Rigby5
Diamond Member
If for some reason you feel giving everyone healthcare, including free healthcare to illegals, will result is something better than Medicaid your the one thinking with your ass...idiot.
No, the idiocy is our current system.
The problem is our current system if rife with inefficiencies, from every doctor's office having to employ three people to figure out all the different insurance plans, to the uninsured showing up at emergency rooms for treatment at ten times the cost, to Nine Figure Salaries for insurance executives....
It's not an issue of enough money being spent... it's how it's being spent.
The UK spends half of what we do as a percentage of GDP on health care... and yes, the rich don't get private hospital rooms. But they live longer, have a lower infant mortality rate, and beat us on nearly every health metric.
Yep, get the government involved and it'll take care of the money like a well oiled machine. You've got to be the stupidest person on earth to buy that BS.
Obviously yes!
Do you really think that adding layers of for profit corporations to health care could ever be as cheap as the way government can to it?

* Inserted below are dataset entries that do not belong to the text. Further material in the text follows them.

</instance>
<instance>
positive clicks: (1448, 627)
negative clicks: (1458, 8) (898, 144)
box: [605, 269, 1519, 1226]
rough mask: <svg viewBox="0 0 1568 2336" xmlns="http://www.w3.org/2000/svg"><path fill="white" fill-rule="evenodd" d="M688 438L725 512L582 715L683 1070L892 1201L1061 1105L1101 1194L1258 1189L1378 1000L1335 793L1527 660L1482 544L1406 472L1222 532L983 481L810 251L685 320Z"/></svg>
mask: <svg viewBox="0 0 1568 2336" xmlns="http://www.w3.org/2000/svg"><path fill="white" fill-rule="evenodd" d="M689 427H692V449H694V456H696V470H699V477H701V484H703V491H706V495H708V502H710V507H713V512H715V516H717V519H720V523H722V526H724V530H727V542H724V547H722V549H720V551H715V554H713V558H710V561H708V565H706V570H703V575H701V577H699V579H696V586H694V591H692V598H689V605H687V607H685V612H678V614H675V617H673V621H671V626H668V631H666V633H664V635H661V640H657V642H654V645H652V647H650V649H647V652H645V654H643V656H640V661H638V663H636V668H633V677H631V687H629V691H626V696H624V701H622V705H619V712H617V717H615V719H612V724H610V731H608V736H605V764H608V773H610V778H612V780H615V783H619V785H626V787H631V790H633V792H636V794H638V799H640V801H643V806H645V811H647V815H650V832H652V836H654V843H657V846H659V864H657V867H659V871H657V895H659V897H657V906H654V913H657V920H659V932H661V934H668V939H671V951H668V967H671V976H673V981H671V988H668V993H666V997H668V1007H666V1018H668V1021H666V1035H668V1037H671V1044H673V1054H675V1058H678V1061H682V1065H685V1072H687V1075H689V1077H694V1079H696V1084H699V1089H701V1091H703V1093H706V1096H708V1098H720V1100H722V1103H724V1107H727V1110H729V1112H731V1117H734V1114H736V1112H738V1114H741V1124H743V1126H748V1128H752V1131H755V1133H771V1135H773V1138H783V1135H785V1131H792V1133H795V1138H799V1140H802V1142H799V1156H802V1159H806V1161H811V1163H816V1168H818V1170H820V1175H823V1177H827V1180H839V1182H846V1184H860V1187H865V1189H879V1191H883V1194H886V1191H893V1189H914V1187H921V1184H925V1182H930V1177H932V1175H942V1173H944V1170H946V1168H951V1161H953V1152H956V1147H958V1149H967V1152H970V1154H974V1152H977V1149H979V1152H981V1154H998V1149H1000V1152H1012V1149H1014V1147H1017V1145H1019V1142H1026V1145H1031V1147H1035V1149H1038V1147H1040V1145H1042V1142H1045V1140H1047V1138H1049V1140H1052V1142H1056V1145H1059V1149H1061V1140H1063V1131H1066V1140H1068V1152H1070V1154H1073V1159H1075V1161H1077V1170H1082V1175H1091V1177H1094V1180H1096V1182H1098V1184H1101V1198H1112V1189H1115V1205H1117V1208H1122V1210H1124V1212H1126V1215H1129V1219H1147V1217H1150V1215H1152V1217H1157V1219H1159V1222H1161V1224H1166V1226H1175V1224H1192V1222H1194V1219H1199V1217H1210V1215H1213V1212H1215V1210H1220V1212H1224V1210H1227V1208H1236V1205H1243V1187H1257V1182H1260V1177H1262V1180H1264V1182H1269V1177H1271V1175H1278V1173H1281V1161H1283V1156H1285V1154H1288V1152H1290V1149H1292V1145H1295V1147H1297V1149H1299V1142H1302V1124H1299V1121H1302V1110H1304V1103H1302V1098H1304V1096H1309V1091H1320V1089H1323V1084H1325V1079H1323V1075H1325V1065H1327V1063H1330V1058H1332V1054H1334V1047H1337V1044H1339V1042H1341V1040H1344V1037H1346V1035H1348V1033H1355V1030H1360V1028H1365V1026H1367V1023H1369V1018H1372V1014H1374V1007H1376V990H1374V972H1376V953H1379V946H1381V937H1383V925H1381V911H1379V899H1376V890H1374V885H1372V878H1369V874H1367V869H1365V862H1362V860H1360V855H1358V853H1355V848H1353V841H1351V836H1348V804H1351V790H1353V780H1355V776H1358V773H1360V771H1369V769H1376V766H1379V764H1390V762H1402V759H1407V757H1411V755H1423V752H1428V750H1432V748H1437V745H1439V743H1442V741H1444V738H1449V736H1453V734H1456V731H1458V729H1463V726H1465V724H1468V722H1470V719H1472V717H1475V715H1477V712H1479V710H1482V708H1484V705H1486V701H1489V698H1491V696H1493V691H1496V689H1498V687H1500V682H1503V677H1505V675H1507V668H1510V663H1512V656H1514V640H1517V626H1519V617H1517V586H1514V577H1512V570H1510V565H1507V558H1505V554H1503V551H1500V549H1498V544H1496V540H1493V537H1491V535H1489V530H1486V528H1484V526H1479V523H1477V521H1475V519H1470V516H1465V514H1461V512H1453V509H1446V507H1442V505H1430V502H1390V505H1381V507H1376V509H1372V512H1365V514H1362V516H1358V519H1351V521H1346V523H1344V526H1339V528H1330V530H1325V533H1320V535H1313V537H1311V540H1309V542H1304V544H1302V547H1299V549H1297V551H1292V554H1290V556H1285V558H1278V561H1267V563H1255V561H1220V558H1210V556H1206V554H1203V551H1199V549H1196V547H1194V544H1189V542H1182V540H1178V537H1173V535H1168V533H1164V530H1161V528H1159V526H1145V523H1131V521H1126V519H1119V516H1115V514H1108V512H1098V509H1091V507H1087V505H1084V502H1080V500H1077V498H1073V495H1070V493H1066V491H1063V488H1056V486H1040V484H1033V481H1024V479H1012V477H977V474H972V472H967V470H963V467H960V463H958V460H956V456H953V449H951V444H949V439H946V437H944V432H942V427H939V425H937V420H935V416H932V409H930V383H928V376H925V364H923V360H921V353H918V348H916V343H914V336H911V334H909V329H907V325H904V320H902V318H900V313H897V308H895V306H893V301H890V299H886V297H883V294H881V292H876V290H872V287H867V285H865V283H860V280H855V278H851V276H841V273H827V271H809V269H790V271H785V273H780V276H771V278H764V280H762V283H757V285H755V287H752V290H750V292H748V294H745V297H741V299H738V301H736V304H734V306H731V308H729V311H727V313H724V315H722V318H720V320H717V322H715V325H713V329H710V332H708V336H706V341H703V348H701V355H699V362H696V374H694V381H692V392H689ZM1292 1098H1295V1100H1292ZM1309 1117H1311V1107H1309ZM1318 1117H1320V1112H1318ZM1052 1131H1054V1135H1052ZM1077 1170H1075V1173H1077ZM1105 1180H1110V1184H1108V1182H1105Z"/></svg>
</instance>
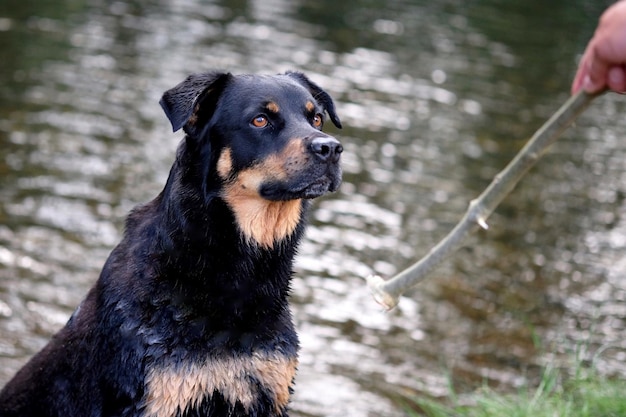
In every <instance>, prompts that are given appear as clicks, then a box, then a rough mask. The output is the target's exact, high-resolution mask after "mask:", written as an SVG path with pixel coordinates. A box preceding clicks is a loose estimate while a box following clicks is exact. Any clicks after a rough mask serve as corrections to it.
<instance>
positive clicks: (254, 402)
mask: <svg viewBox="0 0 626 417" xmlns="http://www.w3.org/2000/svg"><path fill="white" fill-rule="evenodd" d="M296 367H297V358H296V357H288V356H286V355H284V354H281V353H276V352H254V353H252V354H246V355H240V356H228V357H226V356H225V357H218V358H207V359H206V360H204V361H194V362H190V363H175V364H174V363H167V362H164V363H158V364H154V365H153V366H151V367H150V368H149V369H148V371H147V374H146V380H145V394H144V400H143V403H142V405H143V408H144V412H143V416H144V417H174V416H178V415H183V414H184V413H185V411H191V410H197V409H199V408H200V407H209V406H207V404H210V403H211V401H222V402H225V403H226V406H227V407H228V408H230V409H231V410H235V409H240V410H241V409H243V411H244V412H245V413H246V414H254V415H256V414H257V410H259V408H265V409H267V408H269V410H267V411H268V412H270V413H272V414H271V415H277V416H281V415H283V413H284V411H285V409H286V407H287V404H288V402H289V396H290V390H291V386H292V384H293V380H294V376H295V373H296Z"/></svg>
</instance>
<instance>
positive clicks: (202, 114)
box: [159, 72, 232, 135]
mask: <svg viewBox="0 0 626 417" xmlns="http://www.w3.org/2000/svg"><path fill="white" fill-rule="evenodd" d="M231 77H232V75H231V74H230V73H223V72H211V73H206V74H193V75H190V76H189V77H187V79H186V80H185V81H183V82H182V83H180V84H178V85H177V86H176V87H174V88H172V89H170V90H167V91H166V92H165V93H163V97H162V98H161V101H159V104H161V107H162V108H163V111H165V115H166V116H167V118H168V119H169V120H170V123H171V124H172V129H173V130H174V132H176V131H177V130H178V129H180V128H181V127H182V128H183V129H184V131H185V133H187V134H188V135H194V134H198V133H200V132H201V128H202V127H203V126H204V125H205V124H206V123H207V122H208V121H209V119H210V118H211V116H212V115H213V112H214V111H215V107H216V105H217V100H218V99H219V96H220V94H221V93H222V91H223V90H224V87H225V86H226V83H227V82H228V80H229V79H230V78H231Z"/></svg>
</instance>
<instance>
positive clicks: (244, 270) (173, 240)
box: [0, 72, 341, 417]
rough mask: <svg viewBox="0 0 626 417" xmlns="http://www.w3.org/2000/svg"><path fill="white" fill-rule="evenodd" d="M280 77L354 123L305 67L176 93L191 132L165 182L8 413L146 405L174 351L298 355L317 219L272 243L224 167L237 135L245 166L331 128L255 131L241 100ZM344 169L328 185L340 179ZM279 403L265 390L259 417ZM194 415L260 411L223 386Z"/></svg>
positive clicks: (174, 96)
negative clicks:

Just look at where government already does it in the US, like VA and Medicare. Administration overhead is less than 10% that of what private corporations charge.
{...
Each year, health care payers and providers in the United States spend about $496 billion on billing and insurance-related (BIR) costs, according to Center for American Progress estimates presented in this issue brief. As health care costs continue to rise, a logical starting point for potential savings is addressing waste. A 2010 report by the National Academy of Medicine (NAM) estimated that the United States spends about twice as much as necessary on BIR costs.2 That administrative excess currently amounts to $248 billion annually, according to CAP’s calculations.
...}
Excess Administrative Costs Burden the U.S. Health Care System - Center for American Progress
If you go to any doctor's office, you will see that the insurance form administration staff is far greater than the staff that actually provides medical services.